# FSW - Occupation not list of eligible occupation-Need suggesstion



## Packiyaraj (Oct 26, 2013)

Hi, I hold a Diploma in Mechanical Engineering and working as a Manufacturing Engineer. My occupation can be best descriped as Mechanical Enginering Technician (NOC-2232) or Industrial Engineering Technician (2233). But 2232/2233 are not found in the lkist of eligible occupation. I am determined to migrate to Canada as FSW. 

Any suggesstion what can I do further? 
What is arranged employment? 
How can I arrange employment?

Note - I will anyway wail till May-2014 to see whether my occupation will become eligible. Appreciate any other suggesstions


----------



## Jrge (Mar 22, 2011)

Hi,


Packiyaraj said:


> Hi, I hold a Diploma in Mechanical Engineering and working as a Manufacturing Engineer. My occupation can be best descriped as Mechanical Enginering Technician (NOC-2232) or Industrial Engineering Technician (2233).
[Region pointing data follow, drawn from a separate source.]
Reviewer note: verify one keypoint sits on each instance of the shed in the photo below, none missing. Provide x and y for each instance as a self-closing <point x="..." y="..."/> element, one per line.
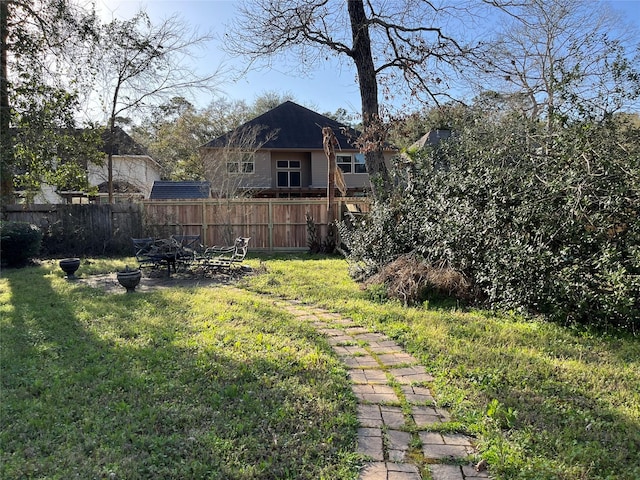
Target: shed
<point x="165" y="190"/>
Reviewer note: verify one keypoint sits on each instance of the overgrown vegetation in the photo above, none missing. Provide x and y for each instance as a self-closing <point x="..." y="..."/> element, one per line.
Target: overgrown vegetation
<point x="545" y="401"/>
<point x="541" y="224"/>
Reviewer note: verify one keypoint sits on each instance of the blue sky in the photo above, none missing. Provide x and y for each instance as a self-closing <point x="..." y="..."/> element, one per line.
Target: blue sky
<point x="326" y="89"/>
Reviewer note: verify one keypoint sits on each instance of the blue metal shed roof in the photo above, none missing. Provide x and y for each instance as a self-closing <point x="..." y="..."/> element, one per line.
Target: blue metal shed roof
<point x="164" y="190"/>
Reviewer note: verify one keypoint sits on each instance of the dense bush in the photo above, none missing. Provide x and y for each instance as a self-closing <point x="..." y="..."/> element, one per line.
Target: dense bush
<point x="543" y="223"/>
<point x="19" y="242"/>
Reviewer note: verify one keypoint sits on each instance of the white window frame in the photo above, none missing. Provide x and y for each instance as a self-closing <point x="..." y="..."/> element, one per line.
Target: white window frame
<point x="351" y="163"/>
<point x="245" y="164"/>
<point x="288" y="167"/>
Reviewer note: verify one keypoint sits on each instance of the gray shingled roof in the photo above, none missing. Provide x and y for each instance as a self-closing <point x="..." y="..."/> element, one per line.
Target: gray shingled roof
<point x="297" y="128"/>
<point x="163" y="190"/>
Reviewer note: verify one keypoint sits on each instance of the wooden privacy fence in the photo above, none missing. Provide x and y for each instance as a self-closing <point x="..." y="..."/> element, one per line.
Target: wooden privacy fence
<point x="274" y="224"/>
<point x="82" y="229"/>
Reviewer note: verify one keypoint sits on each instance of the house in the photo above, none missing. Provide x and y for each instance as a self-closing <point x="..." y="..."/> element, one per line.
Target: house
<point x="281" y="154"/>
<point x="133" y="174"/>
<point x="180" y="190"/>
<point x="133" y="170"/>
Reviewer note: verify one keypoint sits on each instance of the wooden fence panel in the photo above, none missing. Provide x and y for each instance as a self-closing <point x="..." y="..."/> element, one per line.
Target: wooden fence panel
<point x="272" y="223"/>
<point x="81" y="229"/>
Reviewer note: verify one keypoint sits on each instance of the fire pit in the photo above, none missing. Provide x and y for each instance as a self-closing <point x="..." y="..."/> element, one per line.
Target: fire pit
<point x="69" y="266"/>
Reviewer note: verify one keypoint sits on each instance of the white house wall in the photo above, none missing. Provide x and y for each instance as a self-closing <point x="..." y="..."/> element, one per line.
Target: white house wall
<point x="138" y="170"/>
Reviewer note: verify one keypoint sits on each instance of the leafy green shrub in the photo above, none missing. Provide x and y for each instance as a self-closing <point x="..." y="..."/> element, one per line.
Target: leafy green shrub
<point x="547" y="224"/>
<point x="19" y="242"/>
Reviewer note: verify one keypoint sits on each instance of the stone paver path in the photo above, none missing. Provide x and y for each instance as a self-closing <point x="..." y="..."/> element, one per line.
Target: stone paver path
<point x="396" y="410"/>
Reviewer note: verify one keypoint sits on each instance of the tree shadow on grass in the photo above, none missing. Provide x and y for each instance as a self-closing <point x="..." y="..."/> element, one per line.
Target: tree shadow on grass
<point x="97" y="385"/>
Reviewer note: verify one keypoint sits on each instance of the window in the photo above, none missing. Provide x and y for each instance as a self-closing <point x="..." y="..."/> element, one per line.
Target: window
<point x="243" y="163"/>
<point x="351" y="163"/>
<point x="288" y="173"/>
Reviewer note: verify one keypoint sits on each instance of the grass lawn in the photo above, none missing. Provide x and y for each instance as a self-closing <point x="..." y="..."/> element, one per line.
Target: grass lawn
<point x="217" y="383"/>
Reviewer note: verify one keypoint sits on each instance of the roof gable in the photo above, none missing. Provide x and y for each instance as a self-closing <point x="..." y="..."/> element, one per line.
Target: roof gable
<point x="295" y="127"/>
<point x="178" y="190"/>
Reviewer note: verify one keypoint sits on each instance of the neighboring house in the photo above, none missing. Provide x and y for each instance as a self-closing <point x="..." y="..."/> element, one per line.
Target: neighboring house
<point x="134" y="172"/>
<point x="180" y="190"/>
<point x="280" y="154"/>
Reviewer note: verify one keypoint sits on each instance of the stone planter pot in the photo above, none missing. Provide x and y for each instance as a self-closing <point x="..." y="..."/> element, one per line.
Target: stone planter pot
<point x="69" y="266"/>
<point x="129" y="279"/>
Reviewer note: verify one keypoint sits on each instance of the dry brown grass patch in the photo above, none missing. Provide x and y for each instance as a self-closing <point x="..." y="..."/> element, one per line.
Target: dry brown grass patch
<point x="410" y="279"/>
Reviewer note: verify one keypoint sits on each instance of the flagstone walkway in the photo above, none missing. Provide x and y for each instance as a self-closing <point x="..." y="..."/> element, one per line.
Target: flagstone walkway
<point x="396" y="411"/>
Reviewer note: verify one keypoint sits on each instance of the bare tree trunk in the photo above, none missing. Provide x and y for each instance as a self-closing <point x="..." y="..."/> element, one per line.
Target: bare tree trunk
<point x="361" y="55"/>
<point x="6" y="150"/>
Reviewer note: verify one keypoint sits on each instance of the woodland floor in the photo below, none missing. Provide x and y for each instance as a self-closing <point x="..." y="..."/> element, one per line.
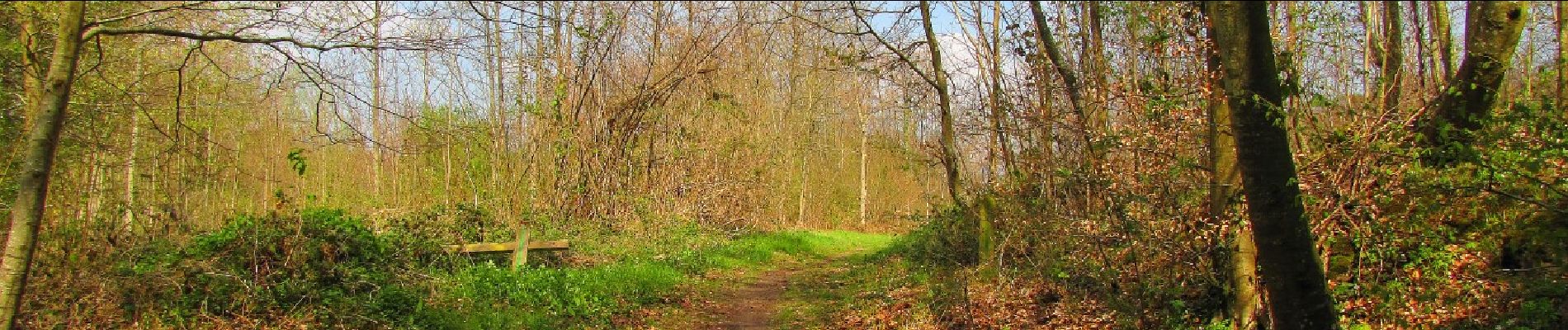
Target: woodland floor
<point x="740" y="299"/>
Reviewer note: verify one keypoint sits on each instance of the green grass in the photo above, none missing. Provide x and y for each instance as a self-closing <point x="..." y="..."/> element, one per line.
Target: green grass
<point x="489" y="296"/>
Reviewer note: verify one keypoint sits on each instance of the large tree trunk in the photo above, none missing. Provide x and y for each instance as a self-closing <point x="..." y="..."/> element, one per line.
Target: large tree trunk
<point x="1465" y="102"/>
<point x="1240" y="271"/>
<point x="1289" y="265"/>
<point x="27" y="211"/>
<point x="1562" y="52"/>
<point x="944" y="105"/>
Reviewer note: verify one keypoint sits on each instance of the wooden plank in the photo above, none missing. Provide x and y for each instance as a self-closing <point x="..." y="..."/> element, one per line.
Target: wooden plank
<point x="484" y="248"/>
<point x="521" y="255"/>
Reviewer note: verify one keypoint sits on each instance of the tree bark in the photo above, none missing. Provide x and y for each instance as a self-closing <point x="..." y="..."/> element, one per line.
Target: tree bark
<point x="1562" y="54"/>
<point x="1054" y="54"/>
<point x="1289" y="265"/>
<point x="27" y="211"/>
<point x="1395" y="55"/>
<point x="1491" y="35"/>
<point x="1438" y="15"/>
<point x="1242" y="271"/>
<point x="944" y="105"/>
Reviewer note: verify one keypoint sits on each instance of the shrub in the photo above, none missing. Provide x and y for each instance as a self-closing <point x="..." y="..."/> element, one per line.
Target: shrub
<point x="319" y="265"/>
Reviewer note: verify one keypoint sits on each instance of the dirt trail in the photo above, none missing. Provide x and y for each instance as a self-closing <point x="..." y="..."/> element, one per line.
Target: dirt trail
<point x="754" y="304"/>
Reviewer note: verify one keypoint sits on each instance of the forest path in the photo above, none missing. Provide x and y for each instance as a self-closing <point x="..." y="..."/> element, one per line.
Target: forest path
<point x="754" y="304"/>
<point x="745" y="299"/>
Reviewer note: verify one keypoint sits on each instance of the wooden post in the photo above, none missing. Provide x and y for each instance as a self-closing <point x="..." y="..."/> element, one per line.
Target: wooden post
<point x="521" y="255"/>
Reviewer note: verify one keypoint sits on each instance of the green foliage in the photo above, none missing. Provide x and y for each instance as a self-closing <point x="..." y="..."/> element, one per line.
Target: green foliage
<point x="491" y="296"/>
<point x="297" y="162"/>
<point x="319" y="265"/>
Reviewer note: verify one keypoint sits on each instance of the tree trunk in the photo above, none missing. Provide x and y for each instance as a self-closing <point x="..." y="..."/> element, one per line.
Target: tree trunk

But 2232/2233 are not found in the lkist of eligible occupation. I am determined to migrate to Canada as FSW.
> 
> Any suggesstion what can I do further?
> What is arranged employment?
> ...


You can arrange employment by applying to job openings, and if successful, then potential employer could apply for a Labour Market Opinion (LMO), if positive, then you will apply for Temporary Residence Visa (TRV) a for subsequent work permit at any Port of Entry (POE).

I trust your following post will already be answered here: Mechanical Engineer Jobs in Edmonton, AB | Indeed.com

Animo
(Cheers)


----------



## Packiyaraj (Oct 26, 2013)

Thank you for your response Mr.Animo
The link that you provided here is very useful

Thanks once again


----------